Cami müslümanları bir araya getiren, her türlü maddi ve manevi yardımlaşmanın kaynağı olan mübarek yerdir. Camilere Allah’ın evleri de denir. Tevbe Suresi’nin 8. ve devamı olan ayetlerinde yüce Rabbimiz:
“Allah’ın mescidlerini, ancak Allah’a ve ahiret gününe iman eden, gereği üzerine namaz kılan, zekâtı veren, Allah’dan başkasından korkmayan kimseler imar eder, onarırlar” buyurmuştur.
İlk mescid Peygamberimizin Mekke’den Medine’ye hicret ederken Küba’da yaptığı mesciddir. Daha sonra Medine’de Mescid-i Nebevî yapılmıştır. Allah için inşa edilen ilk mabet ise Mekke’deki Kâbe-i Muazzamadır. Önceleri son derece sade yapılan camiler sonraları genişletilmiş, ezan okumak için minareler, hutbe okumak için minberler yapılmıştır.

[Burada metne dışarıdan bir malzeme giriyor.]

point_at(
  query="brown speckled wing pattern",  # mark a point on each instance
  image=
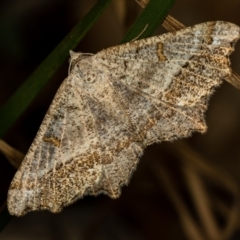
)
(115, 103)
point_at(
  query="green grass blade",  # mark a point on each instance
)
(25, 94)
(149, 20)
(151, 17)
(22, 98)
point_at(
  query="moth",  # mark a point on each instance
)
(114, 104)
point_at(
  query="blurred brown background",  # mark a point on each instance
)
(146, 209)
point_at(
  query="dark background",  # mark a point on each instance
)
(29, 30)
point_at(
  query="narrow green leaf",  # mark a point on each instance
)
(149, 20)
(22, 98)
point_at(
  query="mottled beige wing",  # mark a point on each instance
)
(112, 106)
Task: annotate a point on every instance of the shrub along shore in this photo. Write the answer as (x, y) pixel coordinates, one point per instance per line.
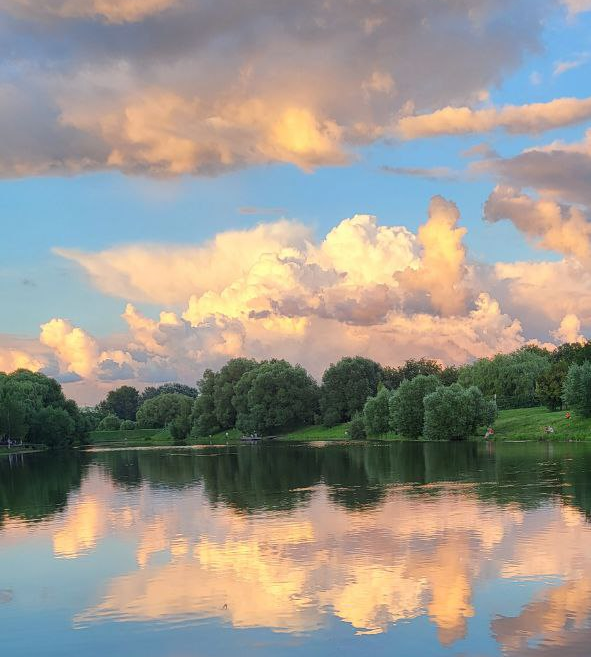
(357, 398)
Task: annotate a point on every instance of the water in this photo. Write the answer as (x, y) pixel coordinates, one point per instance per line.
(370, 549)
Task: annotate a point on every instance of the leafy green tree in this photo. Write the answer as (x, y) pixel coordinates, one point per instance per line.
(275, 396)
(357, 428)
(376, 413)
(449, 375)
(572, 352)
(407, 411)
(224, 388)
(13, 416)
(122, 402)
(550, 383)
(167, 388)
(454, 412)
(392, 377)
(346, 386)
(160, 411)
(203, 418)
(180, 427)
(577, 388)
(53, 427)
(109, 423)
(511, 378)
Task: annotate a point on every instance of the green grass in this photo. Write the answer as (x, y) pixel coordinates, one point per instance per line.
(529, 423)
(518, 424)
(132, 438)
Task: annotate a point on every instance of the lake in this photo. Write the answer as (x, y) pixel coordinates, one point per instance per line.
(406, 549)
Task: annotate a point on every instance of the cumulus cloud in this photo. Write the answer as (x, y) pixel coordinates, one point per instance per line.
(520, 119)
(569, 330)
(558, 170)
(547, 290)
(167, 87)
(14, 359)
(365, 288)
(551, 225)
(76, 350)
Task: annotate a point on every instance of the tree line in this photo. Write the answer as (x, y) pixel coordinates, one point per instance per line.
(418, 398)
(34, 409)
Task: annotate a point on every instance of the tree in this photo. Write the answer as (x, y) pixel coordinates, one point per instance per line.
(275, 396)
(180, 427)
(577, 388)
(357, 428)
(376, 413)
(511, 378)
(53, 427)
(407, 411)
(550, 383)
(453, 412)
(13, 416)
(122, 402)
(167, 388)
(346, 386)
(392, 377)
(224, 388)
(109, 423)
(203, 418)
(160, 411)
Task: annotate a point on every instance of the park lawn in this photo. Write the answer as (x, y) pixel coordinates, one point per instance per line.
(131, 438)
(529, 423)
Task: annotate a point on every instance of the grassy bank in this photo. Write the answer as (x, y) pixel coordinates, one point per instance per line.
(529, 423)
(132, 438)
(518, 424)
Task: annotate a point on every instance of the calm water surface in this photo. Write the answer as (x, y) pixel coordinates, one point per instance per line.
(370, 549)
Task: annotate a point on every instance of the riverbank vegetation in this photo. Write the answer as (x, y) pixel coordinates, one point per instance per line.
(355, 398)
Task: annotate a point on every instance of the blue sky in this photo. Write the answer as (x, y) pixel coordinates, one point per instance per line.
(55, 193)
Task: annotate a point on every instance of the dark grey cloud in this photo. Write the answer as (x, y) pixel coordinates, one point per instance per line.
(205, 87)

Müslüman sanatkârlar neticede İslâm dininin kutsal mabedi olan camiler birer sanat harikası haline getirmiş, göz kamaştırıcı eserler yapmışlardır. Şam’da Kahire’de, Bağdat’ta, Edirne ve İstanbul’da nâdide camiler vardır. Bunlardan Süleymaniye, Selimiye, Sultan Ahmet gibi Camiler dünyanın harika eserleri arasında yer alırlar.